JOURNAL ARTICLE

Varying marginal ulcer rates in patients undergoing laparoscopic Roux-en-Y gastric bypass for morbid obesity versus gastroesophageal reflux disease: is the acid pocket to blame?

Megan M Gilmore, Kara J Kallies, Michelle A Mathiason, Shanu N Kothari
Surgery for Obesity and related Diseases: Official Journal of the American Society for Bariatric Surgery 2013, 9 (6): 862-6
23522621

BACKGROUND: Nissen fundoplication failure rates are increased in obese patients; however, conversion to laparoscopic Roux-en-Y gastric bypass (LRYGB) can resolve or improve gastroesophageal reflux disease (GERD) symptoms. Acid pockets near the gastroesophageal junction may influence these surgical outcomes. Our objective was to compare the outcomes for patients who underwent LRYGB for morbid obesity (MO) versus GERD.

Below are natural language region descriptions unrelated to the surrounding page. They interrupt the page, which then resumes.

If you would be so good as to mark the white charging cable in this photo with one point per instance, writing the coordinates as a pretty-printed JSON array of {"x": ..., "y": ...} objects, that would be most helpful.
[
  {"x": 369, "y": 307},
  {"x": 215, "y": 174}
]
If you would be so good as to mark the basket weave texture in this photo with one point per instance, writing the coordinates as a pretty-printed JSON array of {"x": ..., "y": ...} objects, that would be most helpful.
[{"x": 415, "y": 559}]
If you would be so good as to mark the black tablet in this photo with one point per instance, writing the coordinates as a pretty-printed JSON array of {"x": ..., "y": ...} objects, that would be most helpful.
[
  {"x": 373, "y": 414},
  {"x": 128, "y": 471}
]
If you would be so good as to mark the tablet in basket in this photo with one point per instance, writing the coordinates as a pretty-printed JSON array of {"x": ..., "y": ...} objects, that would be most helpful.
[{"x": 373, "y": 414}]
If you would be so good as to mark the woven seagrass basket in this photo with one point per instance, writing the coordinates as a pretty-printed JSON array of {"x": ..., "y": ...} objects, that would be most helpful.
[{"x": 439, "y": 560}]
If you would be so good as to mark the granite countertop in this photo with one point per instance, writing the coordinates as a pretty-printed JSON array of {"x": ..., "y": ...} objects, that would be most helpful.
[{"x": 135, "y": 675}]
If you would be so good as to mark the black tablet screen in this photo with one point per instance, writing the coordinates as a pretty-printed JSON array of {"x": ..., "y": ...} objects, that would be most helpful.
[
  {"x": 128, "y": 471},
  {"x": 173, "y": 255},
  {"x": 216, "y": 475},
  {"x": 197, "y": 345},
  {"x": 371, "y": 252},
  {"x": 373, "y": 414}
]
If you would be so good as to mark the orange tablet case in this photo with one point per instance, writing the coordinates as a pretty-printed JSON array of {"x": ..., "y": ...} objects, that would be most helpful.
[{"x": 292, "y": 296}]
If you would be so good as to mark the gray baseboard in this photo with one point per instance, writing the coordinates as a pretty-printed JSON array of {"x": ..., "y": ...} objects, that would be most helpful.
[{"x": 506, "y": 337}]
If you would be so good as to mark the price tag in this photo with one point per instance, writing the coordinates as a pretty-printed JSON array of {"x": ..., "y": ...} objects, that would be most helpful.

METHODS: A retrospective review of our institution's bariatric database was completed. Statistical analysis included t test and χ(2) test.

RESULTS: LRYGBs were performed from 2001-2011 for MO and 2009-2010 for GERD. Eighty-three percent of patients in the GERD group had undergone previous antireflux surgery. The median time from initial presentation to LRYGB was significantly shorter in the GERD versus the MO group (105 days versus 241 days; P = .009). There was an increased rate of marginal ulcers in the GERD group compared with the MO group, at 50% versus 4.5%, respectively (P = .001). Stomal stenosis was also increased in the GERD group compared with the MO group, at 8.3% and .7%, respectively (P = .091). There were no in-hospital or 30-day mortalities.

CONCLUSION: Patients undergoing LRYGB for GERD had a shorter interval to surgery and an increased rate of marginal ulcers compared with those undergoing LRYGB for MO. Operative time was longest among patients in the GERD group. The acid pocket may explain the increased ulcer rate in the GERD population. Use of a smaller sized pouch may improve this outcome.